Dosage adjustments are based on patient's individual needs. In adults with normal renal and liver function, the maximum oral or injectable dosage in a 24 hour period should not exceed 2.4 g.

Dosage adjustments may be necessary to maintain an intragastric acid secretory rate at 10 mEq/hr or less.

Precautions

Symptomatic response to cimetidine does not rule out the possibility of gastrointestinal malignancy.

Dialysis

Slightly dialyzable (5% to 20%). Schedule the dose to begin at the end of the hemodialysis session.

Other Comments

A total of 6 to 8 weeks is usually sufficient for ulcer healing. Gastroesophageal reflux disease usually requires 8 to 12 weeks for healing. Erosive esophagitis therapy generally should not exceed 12 weeks.

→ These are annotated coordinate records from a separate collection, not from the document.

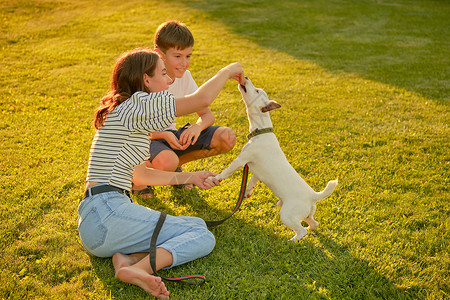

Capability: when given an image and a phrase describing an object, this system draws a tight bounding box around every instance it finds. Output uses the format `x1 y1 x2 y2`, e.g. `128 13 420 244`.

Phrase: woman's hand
191 171 220 190
163 131 189 150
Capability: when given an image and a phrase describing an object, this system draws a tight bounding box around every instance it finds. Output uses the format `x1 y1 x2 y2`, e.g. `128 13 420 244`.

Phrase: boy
133 21 236 197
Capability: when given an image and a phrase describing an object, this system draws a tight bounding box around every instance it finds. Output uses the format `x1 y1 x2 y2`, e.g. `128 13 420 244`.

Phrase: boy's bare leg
178 127 236 166
116 248 173 299
133 150 179 198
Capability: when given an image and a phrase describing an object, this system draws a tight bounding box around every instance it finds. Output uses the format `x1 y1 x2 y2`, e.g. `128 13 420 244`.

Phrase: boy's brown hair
153 21 194 53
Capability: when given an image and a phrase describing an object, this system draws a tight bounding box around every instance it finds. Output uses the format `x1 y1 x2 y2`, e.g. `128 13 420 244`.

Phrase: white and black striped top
86 91 176 190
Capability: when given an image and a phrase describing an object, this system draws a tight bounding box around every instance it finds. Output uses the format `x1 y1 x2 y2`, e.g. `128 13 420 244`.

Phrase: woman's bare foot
116 266 169 299
112 252 148 277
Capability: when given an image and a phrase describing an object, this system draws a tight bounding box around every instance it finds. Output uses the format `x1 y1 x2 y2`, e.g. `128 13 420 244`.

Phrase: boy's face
162 47 192 79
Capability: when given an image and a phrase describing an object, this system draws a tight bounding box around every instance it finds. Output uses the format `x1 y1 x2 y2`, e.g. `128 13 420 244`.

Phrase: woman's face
144 58 172 93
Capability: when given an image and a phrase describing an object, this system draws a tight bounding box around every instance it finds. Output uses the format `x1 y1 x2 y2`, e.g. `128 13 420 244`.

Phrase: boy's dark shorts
149 123 219 162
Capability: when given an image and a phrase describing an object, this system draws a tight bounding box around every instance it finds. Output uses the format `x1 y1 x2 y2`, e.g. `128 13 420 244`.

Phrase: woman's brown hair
94 48 159 129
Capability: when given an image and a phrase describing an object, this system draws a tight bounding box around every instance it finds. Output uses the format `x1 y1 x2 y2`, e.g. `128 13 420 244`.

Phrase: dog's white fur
216 78 338 241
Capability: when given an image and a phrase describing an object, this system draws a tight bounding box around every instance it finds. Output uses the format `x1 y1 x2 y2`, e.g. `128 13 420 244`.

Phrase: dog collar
247 127 273 141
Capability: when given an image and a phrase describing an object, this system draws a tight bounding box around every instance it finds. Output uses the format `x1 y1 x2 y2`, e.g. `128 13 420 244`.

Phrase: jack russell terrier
216 77 338 241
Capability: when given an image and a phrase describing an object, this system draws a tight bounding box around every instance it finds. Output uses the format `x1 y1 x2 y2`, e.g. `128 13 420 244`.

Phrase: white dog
216 78 338 241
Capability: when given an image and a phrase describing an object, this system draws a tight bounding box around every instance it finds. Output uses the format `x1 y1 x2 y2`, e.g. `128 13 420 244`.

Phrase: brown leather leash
149 165 248 285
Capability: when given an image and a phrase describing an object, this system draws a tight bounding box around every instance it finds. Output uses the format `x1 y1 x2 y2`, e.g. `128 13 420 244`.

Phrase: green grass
0 0 450 299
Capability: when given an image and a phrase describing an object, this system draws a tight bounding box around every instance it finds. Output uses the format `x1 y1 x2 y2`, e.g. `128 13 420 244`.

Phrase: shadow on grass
176 0 450 100
91 186 424 299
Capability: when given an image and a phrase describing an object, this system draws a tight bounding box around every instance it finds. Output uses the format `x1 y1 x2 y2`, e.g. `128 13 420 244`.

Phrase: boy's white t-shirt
163 70 198 130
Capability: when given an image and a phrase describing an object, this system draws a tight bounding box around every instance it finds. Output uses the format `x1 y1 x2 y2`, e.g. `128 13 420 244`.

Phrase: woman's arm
133 163 219 189
175 63 245 116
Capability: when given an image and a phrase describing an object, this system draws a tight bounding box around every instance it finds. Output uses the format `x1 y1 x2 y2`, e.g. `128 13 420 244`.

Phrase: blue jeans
78 192 216 268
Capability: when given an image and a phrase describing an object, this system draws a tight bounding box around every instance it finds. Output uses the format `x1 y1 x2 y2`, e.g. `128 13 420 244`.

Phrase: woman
78 49 244 298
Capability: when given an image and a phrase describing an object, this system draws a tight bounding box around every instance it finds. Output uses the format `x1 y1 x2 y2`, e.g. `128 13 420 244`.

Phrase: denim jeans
78 192 216 268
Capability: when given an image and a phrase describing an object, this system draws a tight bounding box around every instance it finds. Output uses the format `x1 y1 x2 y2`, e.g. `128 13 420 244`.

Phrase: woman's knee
211 127 236 153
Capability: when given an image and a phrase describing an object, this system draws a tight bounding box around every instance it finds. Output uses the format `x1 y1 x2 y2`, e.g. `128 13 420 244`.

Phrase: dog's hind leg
280 205 308 241
245 175 259 198
303 204 319 230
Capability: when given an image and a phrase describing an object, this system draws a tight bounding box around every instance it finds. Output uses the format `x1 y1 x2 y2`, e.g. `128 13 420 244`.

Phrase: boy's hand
179 124 202 148
192 171 220 190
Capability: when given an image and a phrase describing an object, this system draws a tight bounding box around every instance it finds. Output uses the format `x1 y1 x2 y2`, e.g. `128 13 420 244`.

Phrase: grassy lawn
0 0 450 299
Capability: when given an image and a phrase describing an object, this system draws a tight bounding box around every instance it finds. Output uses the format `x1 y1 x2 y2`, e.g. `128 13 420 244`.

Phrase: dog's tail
314 179 338 201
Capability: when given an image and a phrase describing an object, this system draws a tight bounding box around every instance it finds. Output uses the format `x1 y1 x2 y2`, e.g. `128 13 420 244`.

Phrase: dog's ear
261 100 281 112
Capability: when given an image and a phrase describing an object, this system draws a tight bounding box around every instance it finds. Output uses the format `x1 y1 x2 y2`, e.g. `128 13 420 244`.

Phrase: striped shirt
86 91 176 190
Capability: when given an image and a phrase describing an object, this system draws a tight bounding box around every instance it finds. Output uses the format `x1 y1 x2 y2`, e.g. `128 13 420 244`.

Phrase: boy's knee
152 151 180 171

Agents in this class of drugs (H2 antagonists) have not demonstrated unequivocal efficacy in the treatment of upper gastrointestinal hemorrhage, nor are they approved by the FDA for use in this setting. However, some clinicians use intravenous H2 antagonists as part of the therapeutic approach to treating upper gastrointestinal hemorrhage. Drug has not been studied beyond 7 days.